Knowing what you do not Know

Measure twice cut once

As readers will have noticed, my wife and I have spent a lot of time talking to medical practitioners in recent months. The same readers will also know that my wife is a Structural Biologist, whose work I have featured before in Data Visualisation – A Scientific Treatment [1]. Some of our previous medical interactions had led to me thinking about the nexus between medical science and statistics [2]. More recently, my wife had a discussion with a doctor which brought to mind some of her own previous scientific work. Her observations about the connections between these two areas have formed the genesis of this article. While the origins of this piece are in science and medicine, I think that the learnings have broader applicability.
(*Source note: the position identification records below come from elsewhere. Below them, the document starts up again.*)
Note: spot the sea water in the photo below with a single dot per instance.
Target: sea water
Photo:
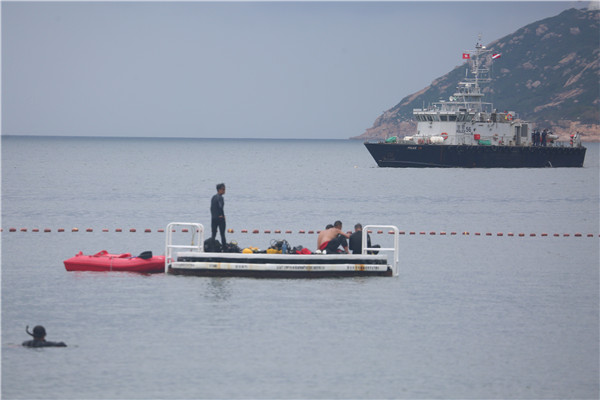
(473, 315)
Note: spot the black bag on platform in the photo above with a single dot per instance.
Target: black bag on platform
(212, 246)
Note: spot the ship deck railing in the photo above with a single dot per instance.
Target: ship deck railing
(196, 231)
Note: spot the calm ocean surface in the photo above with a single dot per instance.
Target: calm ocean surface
(468, 317)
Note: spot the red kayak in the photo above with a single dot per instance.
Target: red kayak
(104, 261)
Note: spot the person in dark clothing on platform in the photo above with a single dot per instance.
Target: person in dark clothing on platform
(544, 134)
(217, 213)
(332, 238)
(39, 338)
(355, 242)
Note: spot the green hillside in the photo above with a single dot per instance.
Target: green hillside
(548, 71)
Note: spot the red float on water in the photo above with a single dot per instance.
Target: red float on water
(104, 261)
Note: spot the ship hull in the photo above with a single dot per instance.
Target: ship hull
(463, 156)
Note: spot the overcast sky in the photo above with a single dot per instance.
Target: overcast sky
(233, 69)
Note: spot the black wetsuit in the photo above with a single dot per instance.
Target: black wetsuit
(218, 216)
(43, 343)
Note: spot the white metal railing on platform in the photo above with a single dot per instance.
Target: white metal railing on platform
(197, 241)
(394, 249)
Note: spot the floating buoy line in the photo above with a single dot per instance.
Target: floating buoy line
(311, 232)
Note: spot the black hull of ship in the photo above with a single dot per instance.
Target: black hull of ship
(463, 156)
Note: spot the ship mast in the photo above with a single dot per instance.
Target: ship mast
(469, 90)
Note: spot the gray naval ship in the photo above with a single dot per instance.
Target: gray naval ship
(467, 132)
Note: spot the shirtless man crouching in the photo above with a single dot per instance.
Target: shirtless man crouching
(332, 238)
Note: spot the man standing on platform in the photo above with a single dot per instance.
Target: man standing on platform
(217, 213)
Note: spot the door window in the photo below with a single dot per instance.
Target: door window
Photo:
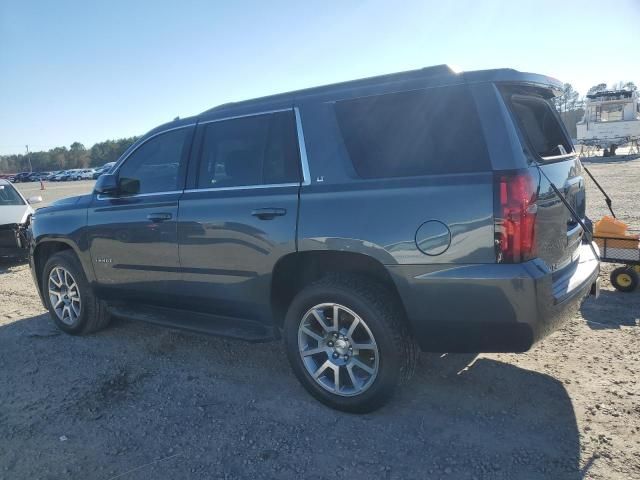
(254, 150)
(156, 164)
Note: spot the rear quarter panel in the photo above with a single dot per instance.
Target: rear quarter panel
(380, 217)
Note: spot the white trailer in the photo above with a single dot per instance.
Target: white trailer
(611, 119)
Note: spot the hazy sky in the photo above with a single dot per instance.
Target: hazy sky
(89, 71)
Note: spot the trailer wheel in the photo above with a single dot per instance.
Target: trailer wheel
(624, 279)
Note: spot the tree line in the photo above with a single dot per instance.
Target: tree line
(63, 158)
(568, 103)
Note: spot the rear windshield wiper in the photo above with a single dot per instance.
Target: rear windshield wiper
(574, 214)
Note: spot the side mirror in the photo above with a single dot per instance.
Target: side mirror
(106, 185)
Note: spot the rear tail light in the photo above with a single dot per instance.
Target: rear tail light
(515, 217)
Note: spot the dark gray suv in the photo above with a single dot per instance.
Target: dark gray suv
(360, 222)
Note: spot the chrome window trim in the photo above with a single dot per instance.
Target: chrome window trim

So the general context is a medical test, the result of which was my wife being told that all was well [3]. Given that humans are complicated systems (to say the very least), my wife was less than convinced that just because reading X was OK it meant that everything else was also necessarily OK. She contrasted the approach of the physician with something from her own experience and in particular one of the experiments that formed part of her PhD thesis. I’m going to try to share the central point she was making with you without going in to all of the scientific details [4]. However to do this I need to provide at least some high-level background.

Structural Biology is broadly the study of the structure of large biological molecules, which mostly means proteins and protein assemblies. What is important is not the chemical make up of these molecules (how many carbon, hydrogen, oxygen, nitrogen and other atoms they consist of), but how these atoms are arranged to create three dimensional structures. An example of this appears below:

The 3D structure of a bacterial Ribosome

This image is of a bacterial Ribosome. Ribosomes are miniature machines which assemble amino acids into proteins as part of the chain which converts information held in DNA into useful molecules [5]. Ribosomes are themselves made up of a number of different proteins as well as RNA.
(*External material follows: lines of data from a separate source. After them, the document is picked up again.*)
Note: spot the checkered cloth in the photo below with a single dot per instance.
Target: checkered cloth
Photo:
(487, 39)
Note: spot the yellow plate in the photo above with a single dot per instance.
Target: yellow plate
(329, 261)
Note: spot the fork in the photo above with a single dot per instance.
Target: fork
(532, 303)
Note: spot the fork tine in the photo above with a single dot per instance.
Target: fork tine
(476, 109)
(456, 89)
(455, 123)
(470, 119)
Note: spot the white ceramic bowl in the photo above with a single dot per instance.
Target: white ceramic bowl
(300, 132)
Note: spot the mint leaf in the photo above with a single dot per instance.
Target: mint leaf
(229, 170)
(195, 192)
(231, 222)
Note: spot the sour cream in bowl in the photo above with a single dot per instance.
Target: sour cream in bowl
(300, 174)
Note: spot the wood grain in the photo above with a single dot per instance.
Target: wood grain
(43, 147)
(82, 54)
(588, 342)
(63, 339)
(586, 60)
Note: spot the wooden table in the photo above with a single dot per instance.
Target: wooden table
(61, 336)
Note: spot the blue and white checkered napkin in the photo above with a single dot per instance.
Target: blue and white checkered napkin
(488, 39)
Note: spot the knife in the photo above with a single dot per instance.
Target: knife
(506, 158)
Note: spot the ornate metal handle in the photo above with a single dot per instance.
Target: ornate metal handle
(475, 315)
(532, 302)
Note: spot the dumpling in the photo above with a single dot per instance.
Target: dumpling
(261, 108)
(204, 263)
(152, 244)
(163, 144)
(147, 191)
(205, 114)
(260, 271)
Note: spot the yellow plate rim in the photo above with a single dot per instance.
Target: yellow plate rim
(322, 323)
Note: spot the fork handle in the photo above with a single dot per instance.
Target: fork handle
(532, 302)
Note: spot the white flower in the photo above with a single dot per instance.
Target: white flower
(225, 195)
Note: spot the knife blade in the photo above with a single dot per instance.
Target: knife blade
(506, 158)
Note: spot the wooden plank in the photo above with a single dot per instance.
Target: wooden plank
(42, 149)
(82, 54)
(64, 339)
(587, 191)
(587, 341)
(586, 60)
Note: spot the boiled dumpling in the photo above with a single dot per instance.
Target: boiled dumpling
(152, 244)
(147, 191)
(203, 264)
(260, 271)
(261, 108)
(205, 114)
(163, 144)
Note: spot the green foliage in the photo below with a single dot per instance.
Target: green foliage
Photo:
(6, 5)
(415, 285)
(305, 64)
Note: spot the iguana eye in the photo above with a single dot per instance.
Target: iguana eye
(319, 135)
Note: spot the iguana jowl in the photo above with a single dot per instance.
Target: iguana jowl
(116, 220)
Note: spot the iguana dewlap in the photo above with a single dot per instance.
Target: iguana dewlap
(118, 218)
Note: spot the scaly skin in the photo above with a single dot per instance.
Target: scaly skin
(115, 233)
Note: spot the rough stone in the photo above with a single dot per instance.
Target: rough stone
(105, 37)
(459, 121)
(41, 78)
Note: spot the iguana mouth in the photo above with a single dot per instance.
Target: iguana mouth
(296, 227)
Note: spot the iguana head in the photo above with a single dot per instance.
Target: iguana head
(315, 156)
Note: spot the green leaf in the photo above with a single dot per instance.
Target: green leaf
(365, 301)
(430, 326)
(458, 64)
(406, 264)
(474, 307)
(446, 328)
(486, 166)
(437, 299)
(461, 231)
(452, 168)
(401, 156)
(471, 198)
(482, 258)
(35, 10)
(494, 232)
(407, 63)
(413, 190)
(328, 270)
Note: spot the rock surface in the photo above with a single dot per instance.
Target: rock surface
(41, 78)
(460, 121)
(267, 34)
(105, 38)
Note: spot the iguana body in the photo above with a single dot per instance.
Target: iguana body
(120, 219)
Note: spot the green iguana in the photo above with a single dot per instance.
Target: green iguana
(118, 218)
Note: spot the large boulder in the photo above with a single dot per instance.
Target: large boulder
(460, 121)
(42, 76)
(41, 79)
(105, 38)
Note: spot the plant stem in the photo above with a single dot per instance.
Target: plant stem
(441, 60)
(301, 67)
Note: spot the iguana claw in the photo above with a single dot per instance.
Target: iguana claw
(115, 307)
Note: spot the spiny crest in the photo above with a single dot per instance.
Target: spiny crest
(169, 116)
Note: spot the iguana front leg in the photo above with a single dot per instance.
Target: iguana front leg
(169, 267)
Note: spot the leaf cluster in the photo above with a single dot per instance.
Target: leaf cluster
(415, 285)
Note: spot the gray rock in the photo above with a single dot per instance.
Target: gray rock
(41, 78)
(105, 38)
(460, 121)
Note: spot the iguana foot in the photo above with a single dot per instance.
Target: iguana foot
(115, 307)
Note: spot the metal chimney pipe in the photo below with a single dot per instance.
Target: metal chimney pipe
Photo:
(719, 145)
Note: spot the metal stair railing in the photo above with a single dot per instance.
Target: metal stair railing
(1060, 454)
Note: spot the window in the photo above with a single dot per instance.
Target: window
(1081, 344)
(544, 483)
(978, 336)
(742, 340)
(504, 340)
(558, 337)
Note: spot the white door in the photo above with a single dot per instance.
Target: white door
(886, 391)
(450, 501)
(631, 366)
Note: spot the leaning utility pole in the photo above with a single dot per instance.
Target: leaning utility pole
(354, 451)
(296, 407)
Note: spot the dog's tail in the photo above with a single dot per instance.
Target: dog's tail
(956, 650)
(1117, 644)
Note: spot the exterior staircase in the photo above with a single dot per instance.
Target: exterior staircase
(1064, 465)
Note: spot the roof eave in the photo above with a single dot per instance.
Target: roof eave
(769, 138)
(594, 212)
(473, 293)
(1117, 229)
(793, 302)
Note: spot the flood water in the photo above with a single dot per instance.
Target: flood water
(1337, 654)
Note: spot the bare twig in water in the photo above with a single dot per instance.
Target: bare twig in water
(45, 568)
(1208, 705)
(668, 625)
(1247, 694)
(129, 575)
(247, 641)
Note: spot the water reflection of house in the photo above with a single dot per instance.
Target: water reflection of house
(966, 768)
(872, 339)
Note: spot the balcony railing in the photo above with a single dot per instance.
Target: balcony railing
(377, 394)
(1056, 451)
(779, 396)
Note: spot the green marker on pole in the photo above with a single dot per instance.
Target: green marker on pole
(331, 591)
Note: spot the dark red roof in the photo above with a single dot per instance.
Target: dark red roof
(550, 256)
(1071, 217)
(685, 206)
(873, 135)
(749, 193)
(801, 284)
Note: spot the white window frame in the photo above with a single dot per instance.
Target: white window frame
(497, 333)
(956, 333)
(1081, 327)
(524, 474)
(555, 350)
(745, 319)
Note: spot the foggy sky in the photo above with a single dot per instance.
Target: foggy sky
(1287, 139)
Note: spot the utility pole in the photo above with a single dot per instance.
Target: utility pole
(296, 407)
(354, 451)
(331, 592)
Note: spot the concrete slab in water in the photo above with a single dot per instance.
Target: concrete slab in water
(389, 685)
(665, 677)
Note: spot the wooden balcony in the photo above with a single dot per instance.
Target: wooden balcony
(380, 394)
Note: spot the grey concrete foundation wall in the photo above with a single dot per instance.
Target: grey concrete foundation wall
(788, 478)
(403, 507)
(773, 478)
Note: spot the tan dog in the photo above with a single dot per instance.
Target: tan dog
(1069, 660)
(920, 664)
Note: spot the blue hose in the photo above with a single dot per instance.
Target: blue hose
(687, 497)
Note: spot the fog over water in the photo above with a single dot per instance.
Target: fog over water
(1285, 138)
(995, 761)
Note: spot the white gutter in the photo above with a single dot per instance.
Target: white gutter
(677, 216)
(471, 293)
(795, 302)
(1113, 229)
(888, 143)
In order to determine the structure of a given protein, it is necessary to first isolate it in sufficient quantity (i.e. to purify it) and then subject it to some form of analysis, for example X-ray crystallography, electron microscopy or a variety of other biophysical techniques. Depending on the analytical procedure adopted, further work may be required, such as growing crystals of the protein. Something that is generally very important in this process is to increase the stability of the protein that is being investigated [6]. The type of protein that my wife was studying [7] is particularly unstable as its natural home is as part of the wall of cells – removed from this supporting structure these types of proteins quickly degrade.

So one of my wife’s tasks was to better stabilise her target protein. This can be done in a number of ways [8] and I won’t get into the technicalities. After one such attempt, my wife looked to see whether her work had been successful. In her case the relative stability of her protein before and after modification is determined by a test called a Thermostability Assay.

Sigmoidal Dose Response Curve A
© University of Cambridge – reproduced under a Creative Commons 2.0 licence

In the image above, you can see the combined results of several such assays carried out on both the unmodified and modified protein. Results for the unmodified protein are shown as a green line [9] and those for the modified protein as a blue line [10]. The fact that the blue line (and more particularly the section which rapidly slopes down from the higher values to the lower ones) is to the right of the green one indicates that the modification has been successful in increasing thermostability.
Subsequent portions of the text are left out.